TIFU by letting a nearly decade-long lie spiral out of control and destroy my family

Oh man, reading this sent chills down my neck. Our stories are very similar OP.

Back in 1999 my father had a major stroke at my family summer home on Vancouver Island, BC. I was 11 at the time and really had no idea how my life was going to change.

According to my mother my father was a monster, someone who lied and abused her constantly. She would tell me stories about how he left her in the rain to walk home, or how her mother had to send her a cheque so she could buy groceries for us (I have two older siblings, brother and sister). Long story short she was always shit talking him. I heard it all the time, I still hear it.... looking back it was mostly just a tactic my mother used to ease the process of attaining custody in court. My mother took full custody because my father was brain injured from his stroke, but I digress

What did I learn?

Well, fast forward through years of child therapy. I learned that if a child states that a parent or guardian hit them or abused them its taken VERY seriously. Just like you, my lie-filled, distraught, confused 13 year old mind thought it would be a good idea to say my dad hit me.

Cause hey, I'm the one that needed attention right? Wrong.

My mother remarried and in similar fashion to your case, my step-father and I never formed a close relationship. Specifically due to the fact that my mother and biological fathers divorce was so long and messy (10 years, close to 250k in legal fees). My step father claims to have lost over half a million dollars due to my mother, and honestly I don't doubt it.

MY DAD: My real dad.... Man! What a guy, he has had four strokes, and oesophagus cancer. He's the true definition of a survivor. Back in 1999 I found him on his bedroom floor nearly dead, not moving or talking. Quick work from neighbours and the STARS helicopter team saved his life. After all that he still runs everyday, enjoys playing squash, hunting and fishing. He regained his ability to read and write, he learned how to drive again (cars and boats). He was a successful accountant before having his stroke, he even had his own practice. The guy was the coolest dad around, and always tried so hard to be a father in our lives.

My dad wasn't a good husband, but he was an amazing dad

He had his kids ripped away from him, my mom wouldn't let him see us (because of fear he might hit us). I felt so bad for him for so many years because he always tried to see us, he would constantly show up at my school just to say hi. Or he would call me and leave me these voicemails I couldn't understand (he suffers from aphasia which is a speech impediment)

My dad has unconditional love for my siblings and I, even after everything thats happened he still gets up and tries to be a part of our lives everyday. When I turned 18 there were no longer custody rules in place, therefore if I wanted a relationship with my father I had to build it myself.

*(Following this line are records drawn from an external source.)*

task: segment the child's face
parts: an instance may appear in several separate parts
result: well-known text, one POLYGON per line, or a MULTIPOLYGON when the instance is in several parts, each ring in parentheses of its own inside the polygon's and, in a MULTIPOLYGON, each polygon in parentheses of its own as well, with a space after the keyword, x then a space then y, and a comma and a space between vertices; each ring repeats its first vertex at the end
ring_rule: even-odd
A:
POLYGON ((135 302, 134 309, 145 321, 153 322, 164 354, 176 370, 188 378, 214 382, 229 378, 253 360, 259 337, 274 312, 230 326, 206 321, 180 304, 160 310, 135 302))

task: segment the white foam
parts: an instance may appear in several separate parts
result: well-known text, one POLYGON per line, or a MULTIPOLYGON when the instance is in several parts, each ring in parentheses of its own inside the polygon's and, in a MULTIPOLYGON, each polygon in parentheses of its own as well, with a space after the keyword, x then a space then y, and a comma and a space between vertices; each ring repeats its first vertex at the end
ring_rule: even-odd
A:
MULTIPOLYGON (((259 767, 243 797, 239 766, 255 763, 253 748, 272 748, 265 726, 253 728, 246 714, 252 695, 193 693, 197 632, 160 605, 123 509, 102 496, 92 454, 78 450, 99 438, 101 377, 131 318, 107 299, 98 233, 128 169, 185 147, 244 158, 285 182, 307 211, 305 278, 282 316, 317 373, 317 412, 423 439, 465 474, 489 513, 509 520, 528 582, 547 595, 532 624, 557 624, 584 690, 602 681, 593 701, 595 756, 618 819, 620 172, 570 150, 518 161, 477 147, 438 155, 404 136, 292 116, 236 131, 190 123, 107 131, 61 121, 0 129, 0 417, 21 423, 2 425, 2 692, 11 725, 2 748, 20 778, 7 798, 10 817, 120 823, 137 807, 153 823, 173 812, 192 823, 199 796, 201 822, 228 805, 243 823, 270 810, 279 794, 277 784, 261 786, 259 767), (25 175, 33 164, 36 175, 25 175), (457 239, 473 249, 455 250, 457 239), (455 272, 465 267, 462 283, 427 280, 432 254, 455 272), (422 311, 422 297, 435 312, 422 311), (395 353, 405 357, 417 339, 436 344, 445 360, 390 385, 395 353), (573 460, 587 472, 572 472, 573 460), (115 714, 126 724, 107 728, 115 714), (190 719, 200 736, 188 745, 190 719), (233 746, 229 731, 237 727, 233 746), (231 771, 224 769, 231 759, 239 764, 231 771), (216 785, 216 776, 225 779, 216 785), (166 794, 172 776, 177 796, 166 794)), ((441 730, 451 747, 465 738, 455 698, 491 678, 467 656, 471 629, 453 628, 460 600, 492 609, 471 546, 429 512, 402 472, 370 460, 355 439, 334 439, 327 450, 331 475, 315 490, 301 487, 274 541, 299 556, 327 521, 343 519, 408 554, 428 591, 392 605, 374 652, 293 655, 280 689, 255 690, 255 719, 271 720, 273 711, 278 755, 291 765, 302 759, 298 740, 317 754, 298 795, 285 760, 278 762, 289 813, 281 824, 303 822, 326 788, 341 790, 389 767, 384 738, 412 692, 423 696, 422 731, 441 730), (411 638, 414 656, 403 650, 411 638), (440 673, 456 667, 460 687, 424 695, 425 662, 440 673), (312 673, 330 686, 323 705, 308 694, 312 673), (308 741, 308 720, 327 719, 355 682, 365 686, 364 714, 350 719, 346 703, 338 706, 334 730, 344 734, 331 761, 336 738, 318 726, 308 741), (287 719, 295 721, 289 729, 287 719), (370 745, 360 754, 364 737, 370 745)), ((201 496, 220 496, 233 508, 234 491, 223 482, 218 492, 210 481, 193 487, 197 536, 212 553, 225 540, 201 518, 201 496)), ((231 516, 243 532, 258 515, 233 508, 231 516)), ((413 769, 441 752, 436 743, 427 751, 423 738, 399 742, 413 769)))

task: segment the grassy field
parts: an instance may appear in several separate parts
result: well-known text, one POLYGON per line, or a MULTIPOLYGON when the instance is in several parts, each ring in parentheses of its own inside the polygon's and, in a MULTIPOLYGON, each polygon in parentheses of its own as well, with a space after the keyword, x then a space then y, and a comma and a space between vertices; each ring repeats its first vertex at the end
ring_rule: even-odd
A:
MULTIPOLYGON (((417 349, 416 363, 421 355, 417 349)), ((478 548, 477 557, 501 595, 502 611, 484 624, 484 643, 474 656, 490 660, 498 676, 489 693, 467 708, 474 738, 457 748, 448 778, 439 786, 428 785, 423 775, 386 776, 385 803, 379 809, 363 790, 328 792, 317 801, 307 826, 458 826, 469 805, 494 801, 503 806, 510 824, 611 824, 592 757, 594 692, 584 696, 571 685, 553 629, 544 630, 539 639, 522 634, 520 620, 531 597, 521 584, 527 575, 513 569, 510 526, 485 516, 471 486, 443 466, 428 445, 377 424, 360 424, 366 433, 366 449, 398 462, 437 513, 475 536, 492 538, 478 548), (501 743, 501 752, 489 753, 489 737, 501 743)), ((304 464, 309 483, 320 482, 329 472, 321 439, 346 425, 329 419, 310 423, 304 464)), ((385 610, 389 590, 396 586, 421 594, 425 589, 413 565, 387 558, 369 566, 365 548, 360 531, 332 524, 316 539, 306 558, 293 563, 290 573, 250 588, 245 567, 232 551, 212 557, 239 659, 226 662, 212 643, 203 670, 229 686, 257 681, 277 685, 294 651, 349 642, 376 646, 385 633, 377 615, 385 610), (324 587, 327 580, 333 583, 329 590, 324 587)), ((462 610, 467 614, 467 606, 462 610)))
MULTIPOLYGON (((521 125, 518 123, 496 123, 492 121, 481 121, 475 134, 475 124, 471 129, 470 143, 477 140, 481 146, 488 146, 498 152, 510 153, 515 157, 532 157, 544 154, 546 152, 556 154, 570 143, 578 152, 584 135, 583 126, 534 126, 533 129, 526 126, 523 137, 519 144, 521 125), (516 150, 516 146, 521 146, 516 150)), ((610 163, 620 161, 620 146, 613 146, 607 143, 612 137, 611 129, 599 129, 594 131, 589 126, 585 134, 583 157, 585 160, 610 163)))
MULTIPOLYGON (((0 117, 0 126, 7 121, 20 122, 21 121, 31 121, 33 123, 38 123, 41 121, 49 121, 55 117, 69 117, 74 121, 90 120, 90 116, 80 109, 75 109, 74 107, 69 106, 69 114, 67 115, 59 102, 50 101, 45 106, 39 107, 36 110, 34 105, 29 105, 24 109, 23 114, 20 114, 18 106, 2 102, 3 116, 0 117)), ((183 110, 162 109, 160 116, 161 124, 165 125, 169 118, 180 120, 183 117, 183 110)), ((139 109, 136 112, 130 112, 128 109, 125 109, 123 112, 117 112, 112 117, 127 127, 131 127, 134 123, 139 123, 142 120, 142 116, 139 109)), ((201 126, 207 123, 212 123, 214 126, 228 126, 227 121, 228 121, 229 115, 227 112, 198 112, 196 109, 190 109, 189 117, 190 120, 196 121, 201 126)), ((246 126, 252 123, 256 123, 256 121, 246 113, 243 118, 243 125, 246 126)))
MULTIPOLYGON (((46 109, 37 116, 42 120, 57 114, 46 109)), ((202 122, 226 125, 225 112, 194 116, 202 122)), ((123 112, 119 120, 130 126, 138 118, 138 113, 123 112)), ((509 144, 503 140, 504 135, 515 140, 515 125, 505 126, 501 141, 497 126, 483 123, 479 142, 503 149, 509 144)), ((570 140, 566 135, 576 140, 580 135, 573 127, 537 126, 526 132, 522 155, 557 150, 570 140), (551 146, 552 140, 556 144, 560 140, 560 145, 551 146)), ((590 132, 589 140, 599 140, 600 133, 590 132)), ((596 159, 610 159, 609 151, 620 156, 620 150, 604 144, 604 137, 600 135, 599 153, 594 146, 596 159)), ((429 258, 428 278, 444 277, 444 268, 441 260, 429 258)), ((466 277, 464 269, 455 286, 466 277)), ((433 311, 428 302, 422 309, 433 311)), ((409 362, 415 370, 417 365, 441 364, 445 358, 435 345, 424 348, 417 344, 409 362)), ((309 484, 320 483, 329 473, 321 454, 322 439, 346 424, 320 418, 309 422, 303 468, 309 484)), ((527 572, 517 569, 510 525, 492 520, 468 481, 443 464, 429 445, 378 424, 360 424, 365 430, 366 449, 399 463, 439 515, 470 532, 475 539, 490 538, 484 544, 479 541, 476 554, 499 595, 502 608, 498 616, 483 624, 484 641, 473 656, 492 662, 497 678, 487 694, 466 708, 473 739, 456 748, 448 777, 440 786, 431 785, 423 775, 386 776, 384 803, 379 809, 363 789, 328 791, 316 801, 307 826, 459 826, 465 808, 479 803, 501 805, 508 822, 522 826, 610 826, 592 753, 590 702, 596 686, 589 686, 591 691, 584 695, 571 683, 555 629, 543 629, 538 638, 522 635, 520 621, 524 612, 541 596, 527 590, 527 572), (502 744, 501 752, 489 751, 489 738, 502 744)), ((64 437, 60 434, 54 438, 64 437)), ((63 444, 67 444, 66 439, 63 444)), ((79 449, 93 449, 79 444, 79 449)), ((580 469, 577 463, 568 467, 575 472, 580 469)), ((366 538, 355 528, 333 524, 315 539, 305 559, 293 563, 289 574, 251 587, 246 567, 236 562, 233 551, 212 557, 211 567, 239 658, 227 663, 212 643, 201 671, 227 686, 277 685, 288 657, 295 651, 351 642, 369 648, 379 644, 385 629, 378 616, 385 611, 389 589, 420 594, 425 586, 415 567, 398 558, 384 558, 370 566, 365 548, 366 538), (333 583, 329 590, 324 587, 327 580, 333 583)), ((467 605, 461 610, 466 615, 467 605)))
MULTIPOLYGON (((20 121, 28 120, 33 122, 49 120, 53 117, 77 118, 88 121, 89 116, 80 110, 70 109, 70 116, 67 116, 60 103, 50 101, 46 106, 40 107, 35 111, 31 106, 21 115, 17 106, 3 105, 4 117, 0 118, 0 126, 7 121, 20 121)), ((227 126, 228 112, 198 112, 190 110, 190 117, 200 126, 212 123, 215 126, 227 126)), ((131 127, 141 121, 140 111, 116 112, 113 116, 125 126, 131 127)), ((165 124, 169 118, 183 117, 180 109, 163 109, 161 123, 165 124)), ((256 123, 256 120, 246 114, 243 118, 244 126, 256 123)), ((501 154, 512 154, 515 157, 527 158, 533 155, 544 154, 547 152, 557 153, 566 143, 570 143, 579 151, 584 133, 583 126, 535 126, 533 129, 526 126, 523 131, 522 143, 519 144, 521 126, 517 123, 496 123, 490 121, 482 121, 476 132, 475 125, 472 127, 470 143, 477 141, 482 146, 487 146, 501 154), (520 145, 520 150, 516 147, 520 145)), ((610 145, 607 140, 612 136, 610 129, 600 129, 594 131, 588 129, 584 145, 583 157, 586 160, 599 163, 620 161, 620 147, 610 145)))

Its now 2015 and I honestly love my dad, I'm a busy guy but we try our best to meet up at least once a week. Sometimes I don't see him for months cause I get called out of town, which I don't like. Heres why: most stoke survivors don't live more than 10 years after a major stroke, let alone having 4 stokes like my dad. He's very lucky to still be alive, and I cherish everyday I get to spend with him. He's my good friend, mentor, and father. No one can teach you how to be a good man like a father can. Thats why I think its really important you give your dad a chance OP.

You can go through life feeling enriched with the knowledge that you and your father have a good relationship, knowing that a little part of him and his life will live on in you. Or you can go through life wondering what could have been.